Numa sexta-feira de manhã vi um jovem rapaz, belo e forte, caminhando pela periferia da cidade. Empurrava um carrinho velho cheio de roupas novas e bonitas, e apregoava: – Traaaaaaapos! Traaaaaaaapos! Troco trapos novos por velhos!
Eu não compreendia como um homem bonito e jovem se dedicava aquele negócio. Decidi então segui-lo e não dei o tempo por perdido.
O trapeiro topou com uma mulher que chorava desconsoladamente e enxugava as suas lágrimas a um lenço grande como uma toalha.
– Dê-me o seu lenço e eu lhe darei outro, disse o jovem.
Docemente retirou-lhe o lenço dos olhos e pôs-lhe um limpo entre as mãos. Era um lenço tão belo e brilhante que até resplandecia.
O trapeiro seguiu o seu caminho e eu pude ver algo estranho: levava ele o lenço à cara e empapava-o com as suas lágrimas.
Isto é maravilhoso, pensei eu! E continuei a segui-lo, enquanto o trapeiro gritava mais uma vez: : – Traaaaaaapos! Traaaaaaaapos! Troco trapos novos por velhos!
Pouco depois o trapeiro deu de caras com uma menina de cabeça enfaixada e os olhos vazios. As faixas estava empapadas de sangue e o sangue corria pelas melenas do cabelo.
O trapeiro olhou-a com amor e disse-lhe: – Dá-me os teus trapos e eu te darei os meus.
Tirou-lhe então as ligaduras e atou-as na sua cabeça. À menina ofereceu um gorro amarelo e a ferida de sangue secou. Escorria agora um fiozinho de sangue da cabeça do trapeiro.
– Traaaaaaapos! Traaaaaaaapos! Troc
Vi que parava entretanto para falar com um homem a quem perguntou se ia trabalhar.
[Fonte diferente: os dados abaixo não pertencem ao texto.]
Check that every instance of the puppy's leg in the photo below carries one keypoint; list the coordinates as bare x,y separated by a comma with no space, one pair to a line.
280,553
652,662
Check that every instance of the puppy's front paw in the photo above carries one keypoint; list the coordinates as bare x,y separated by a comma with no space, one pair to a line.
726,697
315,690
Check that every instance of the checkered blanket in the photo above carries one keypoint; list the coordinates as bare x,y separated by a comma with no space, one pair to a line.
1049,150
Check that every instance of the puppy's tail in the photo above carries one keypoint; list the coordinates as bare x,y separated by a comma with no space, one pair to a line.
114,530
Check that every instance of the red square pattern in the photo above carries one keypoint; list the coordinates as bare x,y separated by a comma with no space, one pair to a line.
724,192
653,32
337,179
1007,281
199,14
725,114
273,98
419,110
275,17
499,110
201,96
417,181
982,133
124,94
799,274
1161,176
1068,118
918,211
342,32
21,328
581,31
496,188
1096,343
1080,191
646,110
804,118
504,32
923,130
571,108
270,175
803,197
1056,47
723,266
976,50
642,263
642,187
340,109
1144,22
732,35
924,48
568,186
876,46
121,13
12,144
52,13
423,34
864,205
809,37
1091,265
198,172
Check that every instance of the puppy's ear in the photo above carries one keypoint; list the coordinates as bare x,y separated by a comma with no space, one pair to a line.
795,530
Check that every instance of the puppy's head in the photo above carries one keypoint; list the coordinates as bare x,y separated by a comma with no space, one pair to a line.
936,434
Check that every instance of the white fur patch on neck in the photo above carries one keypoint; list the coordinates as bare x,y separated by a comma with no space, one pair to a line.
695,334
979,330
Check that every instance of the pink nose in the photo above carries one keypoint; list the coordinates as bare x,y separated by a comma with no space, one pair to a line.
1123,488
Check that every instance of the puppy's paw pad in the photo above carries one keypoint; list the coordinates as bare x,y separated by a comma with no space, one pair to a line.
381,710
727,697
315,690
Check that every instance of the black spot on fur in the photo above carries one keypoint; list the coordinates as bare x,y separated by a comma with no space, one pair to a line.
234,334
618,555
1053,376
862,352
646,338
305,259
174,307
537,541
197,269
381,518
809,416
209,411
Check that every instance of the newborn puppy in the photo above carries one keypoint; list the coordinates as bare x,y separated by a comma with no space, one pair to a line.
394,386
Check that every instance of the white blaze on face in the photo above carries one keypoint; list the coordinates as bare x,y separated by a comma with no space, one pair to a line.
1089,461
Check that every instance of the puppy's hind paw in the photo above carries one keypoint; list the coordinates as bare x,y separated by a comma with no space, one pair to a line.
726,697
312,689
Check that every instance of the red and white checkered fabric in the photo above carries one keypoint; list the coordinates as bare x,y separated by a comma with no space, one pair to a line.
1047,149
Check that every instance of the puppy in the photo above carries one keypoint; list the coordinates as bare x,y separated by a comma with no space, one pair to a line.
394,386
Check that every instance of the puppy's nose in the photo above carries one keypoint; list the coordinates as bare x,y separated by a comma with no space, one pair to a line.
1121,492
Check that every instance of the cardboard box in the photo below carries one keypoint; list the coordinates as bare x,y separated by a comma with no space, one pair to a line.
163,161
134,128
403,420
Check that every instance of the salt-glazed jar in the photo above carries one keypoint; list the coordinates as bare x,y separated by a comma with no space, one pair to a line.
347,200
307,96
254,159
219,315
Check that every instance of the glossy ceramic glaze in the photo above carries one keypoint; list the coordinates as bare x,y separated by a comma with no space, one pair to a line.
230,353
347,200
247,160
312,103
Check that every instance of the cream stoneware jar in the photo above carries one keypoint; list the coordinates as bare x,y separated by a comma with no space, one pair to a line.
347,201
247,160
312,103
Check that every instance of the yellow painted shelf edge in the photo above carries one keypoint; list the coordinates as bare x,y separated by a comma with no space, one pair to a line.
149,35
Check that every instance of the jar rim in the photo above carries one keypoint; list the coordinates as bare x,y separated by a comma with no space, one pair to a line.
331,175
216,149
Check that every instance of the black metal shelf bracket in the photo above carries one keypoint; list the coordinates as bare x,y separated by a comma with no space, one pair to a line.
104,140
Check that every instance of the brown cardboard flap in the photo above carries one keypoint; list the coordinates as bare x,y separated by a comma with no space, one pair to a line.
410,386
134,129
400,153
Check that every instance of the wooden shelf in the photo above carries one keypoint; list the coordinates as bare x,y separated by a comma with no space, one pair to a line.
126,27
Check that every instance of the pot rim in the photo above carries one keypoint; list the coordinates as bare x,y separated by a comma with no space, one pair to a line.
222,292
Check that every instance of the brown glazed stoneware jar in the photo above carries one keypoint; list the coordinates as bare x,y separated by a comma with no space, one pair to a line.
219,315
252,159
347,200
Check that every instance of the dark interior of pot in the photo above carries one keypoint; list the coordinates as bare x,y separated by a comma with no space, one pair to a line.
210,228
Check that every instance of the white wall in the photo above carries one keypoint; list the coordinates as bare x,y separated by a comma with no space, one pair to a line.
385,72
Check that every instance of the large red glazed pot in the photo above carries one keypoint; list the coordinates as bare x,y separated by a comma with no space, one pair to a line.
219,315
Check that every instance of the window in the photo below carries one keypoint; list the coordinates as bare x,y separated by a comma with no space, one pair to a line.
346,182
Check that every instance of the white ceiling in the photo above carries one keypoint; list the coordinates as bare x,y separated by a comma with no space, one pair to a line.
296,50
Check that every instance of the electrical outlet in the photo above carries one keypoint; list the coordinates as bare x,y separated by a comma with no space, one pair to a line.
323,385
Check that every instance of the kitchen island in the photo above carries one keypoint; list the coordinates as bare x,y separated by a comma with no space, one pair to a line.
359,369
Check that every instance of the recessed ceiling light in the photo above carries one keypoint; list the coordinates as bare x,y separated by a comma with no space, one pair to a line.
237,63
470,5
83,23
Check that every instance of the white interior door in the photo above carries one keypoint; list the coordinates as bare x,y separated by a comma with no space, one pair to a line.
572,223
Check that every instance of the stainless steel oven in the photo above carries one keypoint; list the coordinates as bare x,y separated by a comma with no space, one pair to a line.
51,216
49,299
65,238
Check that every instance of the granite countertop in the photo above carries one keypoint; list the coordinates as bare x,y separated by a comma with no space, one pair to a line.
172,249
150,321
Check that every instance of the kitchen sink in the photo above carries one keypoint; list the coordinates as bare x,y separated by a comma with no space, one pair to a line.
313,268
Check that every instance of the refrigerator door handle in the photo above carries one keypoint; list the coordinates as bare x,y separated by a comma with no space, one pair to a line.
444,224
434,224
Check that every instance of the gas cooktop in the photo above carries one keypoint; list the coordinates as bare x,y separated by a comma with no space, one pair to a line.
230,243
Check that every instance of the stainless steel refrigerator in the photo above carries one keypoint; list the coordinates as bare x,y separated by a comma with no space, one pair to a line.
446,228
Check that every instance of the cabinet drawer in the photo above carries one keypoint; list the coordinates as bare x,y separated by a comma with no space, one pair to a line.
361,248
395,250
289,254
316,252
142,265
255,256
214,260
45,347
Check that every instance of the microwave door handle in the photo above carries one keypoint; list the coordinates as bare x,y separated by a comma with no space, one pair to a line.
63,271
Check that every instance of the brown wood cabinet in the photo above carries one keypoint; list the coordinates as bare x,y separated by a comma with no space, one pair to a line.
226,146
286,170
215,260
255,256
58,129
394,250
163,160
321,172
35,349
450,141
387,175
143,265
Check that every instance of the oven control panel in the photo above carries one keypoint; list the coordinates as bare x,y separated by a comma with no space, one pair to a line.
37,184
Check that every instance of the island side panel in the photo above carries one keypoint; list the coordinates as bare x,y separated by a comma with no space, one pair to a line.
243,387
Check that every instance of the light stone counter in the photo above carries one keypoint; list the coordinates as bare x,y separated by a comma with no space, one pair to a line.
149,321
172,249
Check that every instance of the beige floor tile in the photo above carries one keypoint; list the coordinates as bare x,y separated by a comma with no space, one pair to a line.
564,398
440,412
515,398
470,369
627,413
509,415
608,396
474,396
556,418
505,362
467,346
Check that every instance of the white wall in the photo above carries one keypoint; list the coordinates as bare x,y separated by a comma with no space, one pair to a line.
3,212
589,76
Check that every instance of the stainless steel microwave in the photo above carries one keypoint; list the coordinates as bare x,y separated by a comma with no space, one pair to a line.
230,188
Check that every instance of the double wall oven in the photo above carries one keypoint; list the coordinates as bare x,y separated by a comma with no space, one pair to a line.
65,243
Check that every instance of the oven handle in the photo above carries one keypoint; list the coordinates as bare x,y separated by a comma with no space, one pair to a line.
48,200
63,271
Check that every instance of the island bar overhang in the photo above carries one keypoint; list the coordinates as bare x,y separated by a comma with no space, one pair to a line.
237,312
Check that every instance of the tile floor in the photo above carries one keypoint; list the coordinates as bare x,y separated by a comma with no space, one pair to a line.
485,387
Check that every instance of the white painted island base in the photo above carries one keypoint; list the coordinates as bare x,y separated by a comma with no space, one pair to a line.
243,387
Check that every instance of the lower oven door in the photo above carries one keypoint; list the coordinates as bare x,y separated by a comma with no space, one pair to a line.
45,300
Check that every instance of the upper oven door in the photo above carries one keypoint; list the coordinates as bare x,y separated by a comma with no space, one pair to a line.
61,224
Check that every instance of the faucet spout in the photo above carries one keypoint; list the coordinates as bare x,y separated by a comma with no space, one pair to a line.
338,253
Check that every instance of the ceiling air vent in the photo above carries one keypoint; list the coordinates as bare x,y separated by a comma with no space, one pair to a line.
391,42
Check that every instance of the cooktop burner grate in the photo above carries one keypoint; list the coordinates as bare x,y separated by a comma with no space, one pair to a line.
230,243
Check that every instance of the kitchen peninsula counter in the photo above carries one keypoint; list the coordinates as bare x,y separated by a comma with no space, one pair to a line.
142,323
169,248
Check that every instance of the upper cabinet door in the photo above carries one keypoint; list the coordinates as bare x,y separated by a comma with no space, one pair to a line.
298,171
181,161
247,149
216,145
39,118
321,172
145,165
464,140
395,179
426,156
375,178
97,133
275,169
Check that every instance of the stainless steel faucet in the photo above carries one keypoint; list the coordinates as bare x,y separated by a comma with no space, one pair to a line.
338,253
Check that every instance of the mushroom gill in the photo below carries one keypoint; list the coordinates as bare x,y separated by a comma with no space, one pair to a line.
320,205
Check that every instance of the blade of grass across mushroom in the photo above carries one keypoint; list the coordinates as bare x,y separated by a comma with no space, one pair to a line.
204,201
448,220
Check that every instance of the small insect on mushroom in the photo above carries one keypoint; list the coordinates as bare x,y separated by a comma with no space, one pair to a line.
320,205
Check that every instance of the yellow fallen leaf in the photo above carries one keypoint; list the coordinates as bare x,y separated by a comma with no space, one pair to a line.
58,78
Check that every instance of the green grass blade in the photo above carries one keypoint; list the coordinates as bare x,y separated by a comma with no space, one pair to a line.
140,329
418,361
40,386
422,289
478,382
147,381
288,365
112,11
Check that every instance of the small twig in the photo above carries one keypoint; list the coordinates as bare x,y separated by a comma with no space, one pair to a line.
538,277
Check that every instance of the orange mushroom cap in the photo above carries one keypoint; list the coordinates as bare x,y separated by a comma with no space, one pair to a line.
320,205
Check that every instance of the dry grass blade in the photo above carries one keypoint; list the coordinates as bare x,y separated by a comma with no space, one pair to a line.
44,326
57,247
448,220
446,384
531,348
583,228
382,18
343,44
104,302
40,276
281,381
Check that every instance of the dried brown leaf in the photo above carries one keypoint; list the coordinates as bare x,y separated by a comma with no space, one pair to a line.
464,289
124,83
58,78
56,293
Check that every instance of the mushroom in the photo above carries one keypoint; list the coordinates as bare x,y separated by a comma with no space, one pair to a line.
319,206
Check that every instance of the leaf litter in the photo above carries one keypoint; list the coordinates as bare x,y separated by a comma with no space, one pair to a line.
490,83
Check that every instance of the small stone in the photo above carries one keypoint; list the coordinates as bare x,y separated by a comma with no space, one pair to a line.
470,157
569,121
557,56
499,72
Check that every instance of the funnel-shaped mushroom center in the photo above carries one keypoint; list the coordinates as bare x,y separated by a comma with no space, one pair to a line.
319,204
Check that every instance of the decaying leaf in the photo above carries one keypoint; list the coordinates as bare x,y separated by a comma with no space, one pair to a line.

Este respondeu-lhe: – Não tenho trabalho. Quem é que vai contratar um homem que só tem um braço?, e mostrou-lhe a manga da camisa vazia.
– Dá-me a tua camisa e eu te darei a minha, disse-lhe o trapeiro.
O amputado tirou a camisa e o trapeiro fez o mesmo. E eu tremi quando vio que sucedia. Vi como o braço do trapeiro ficou dentro da manga da sua camisa e quando o homem a colocou tinha os braços sãos. Mas o trapeiro ficou a pensa com um braço.
– Vai trabalhar!, disse-lhe o trapeiro.
Encontrou depois um bêbado que jazia no chão coberto com uma manta suja. Mais parecia um enfermo. O trapeiro cobriu-se ali com a manta velha e cobriu o enfermo com roupas novas.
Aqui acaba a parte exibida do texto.